Every retail worker comes to recognize the same types of customers coming through the entrance every day. Sure, there are the rarer-than-unicorn shoppers that are genuinely polite in asking for assistance and even make a point in thanking you for being helpful or starting a conversation as you scan their items. And sure, others are just your everyday people who are polite enough and no trouble at all. A decent portion, perhaps teetering on being the majority, of customers though fall into one of the five categories of frustrating patrons. A long-time employee can recognize these archetypes at a distance.
1. The Customer That Can't Read
They could also be called the customer who selectively reads. These are the clients that will insist the sale sign applies to their purchase for instance despite the sign clearly saying "select items" across the bottom. Another prime example of this is the customer that reads a portion of the return policy out loud and smirks with pride, holding their hand out for cash back, while ignoring the next four lines that explain the store simply does not give cash refunds even though the top portion offers a return.
2. The Hansel and Gretel Customer
This patron leaves a literal trail through the store like the two fairy tale kids left a trail through the woods, except the customer opts to leave a trail of upset and misplaced merchandise in lieu of bread. They pick every item up often carry it a few feet away to show their friend or hold up to themselves in front of a mere before promptly hanging the dress back on the nearest rack or unceremoniously tossing it on the nearest table although the correct home for the merchandise is two feet away. While recovering the store, you often end up following their trail and run into them still shopping (pictured above is a fitting room at the end of a trail I followed). It's wise to just stick around and fix the damage as they make it.
3. The Silent Customer
In a strange phenomenon, this customer, at best, will only give the vaguest nods or head shakes in response to questions. Traditionally, they will stare blankly at your greeting when they walk in the door and continue the blank stare when you ask if you may have their email address for coupons while cashing them out. Their behavior becomes only more perplexing when they turn and start gabbing to their shopping companion a second after the completion of the minute long silent transaction.

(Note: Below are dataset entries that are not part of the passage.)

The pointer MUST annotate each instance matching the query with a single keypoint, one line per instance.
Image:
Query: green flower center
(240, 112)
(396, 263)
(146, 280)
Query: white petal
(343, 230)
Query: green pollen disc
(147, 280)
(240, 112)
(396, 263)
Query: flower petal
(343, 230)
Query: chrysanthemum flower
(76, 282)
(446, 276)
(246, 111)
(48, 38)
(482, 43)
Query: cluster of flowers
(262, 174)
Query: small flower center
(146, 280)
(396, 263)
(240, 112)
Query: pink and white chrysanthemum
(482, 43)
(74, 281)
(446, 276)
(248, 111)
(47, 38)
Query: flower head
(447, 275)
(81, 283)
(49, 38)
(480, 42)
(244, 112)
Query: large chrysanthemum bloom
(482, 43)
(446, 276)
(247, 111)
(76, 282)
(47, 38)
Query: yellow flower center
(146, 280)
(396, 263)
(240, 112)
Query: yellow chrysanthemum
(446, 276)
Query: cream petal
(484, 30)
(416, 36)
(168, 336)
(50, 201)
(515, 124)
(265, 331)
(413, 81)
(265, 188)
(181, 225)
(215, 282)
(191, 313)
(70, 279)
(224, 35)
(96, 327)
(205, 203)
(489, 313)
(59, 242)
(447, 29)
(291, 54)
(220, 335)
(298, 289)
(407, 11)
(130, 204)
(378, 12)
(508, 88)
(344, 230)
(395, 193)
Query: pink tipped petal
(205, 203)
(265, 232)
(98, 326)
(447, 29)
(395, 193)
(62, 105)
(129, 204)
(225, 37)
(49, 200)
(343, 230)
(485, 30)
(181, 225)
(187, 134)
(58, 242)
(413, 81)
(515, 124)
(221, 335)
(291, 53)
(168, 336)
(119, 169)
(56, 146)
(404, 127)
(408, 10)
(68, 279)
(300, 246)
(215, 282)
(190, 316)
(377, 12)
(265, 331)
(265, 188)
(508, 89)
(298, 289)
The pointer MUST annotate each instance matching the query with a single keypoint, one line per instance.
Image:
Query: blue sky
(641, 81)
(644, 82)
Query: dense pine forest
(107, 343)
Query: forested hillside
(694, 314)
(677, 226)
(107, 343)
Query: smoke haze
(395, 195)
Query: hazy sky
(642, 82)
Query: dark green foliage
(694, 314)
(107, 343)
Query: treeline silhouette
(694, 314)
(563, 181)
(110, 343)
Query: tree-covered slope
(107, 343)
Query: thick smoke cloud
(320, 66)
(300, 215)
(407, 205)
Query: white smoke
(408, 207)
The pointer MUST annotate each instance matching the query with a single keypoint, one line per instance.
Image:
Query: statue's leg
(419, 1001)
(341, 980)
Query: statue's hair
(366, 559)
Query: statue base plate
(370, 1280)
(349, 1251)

Bonus: The antithesis of this customer is the tells-their-whole-life-story customer who feels the need to tell you why they are buying a pair of jeans which snowballs into a story about their first puppy.
4. The Customer That Can't Put Down Their Phone
Somehow, they manage to pick up several items and even try on clothes all while on the phone. This type of customer comes in several varieties, from the less annoying constant texter to the face-time user who simply cannot end the call although their camera is pointed at the ceiling for most of the conversation. This customer does not necessarily ignore or refuse to speak to you like the last type though they may. They may also become irritated when you interrupt their call to say something to them such as, "Did you find everything you were looking for?" or "Your total is $12.90."
5. The Customer That Will Speak To The Manager
The worst of all customers is the one insistent on speaking to the manager. Even non-retail workers can identify this one by their signature haircut. Don't be fooled, however: this customer is not limited to the blonde soccer moms as men can just as easily fall into this category. They will yell loudly about never shopping at that store again with disdain as they are denied whatever request they may have whether it be insisting they deserve a price-match though your store has never done price-matching or that they should be allowed to use an online coupon in store. They will not rest until you as the lowly sales associate, the head cashier, the assistant manager, and the store manager had explained why their request is impossible. Even at that point, they will just ask for your district manager's phone number before storming out, vowing never to return.
Until next week when they find a different coupon.
Having experienced all five of these customers, sometimes within the same shift, I have no advice other than to put on your best retail smile and remember that the customer is not always right, but they will eventually leave the store.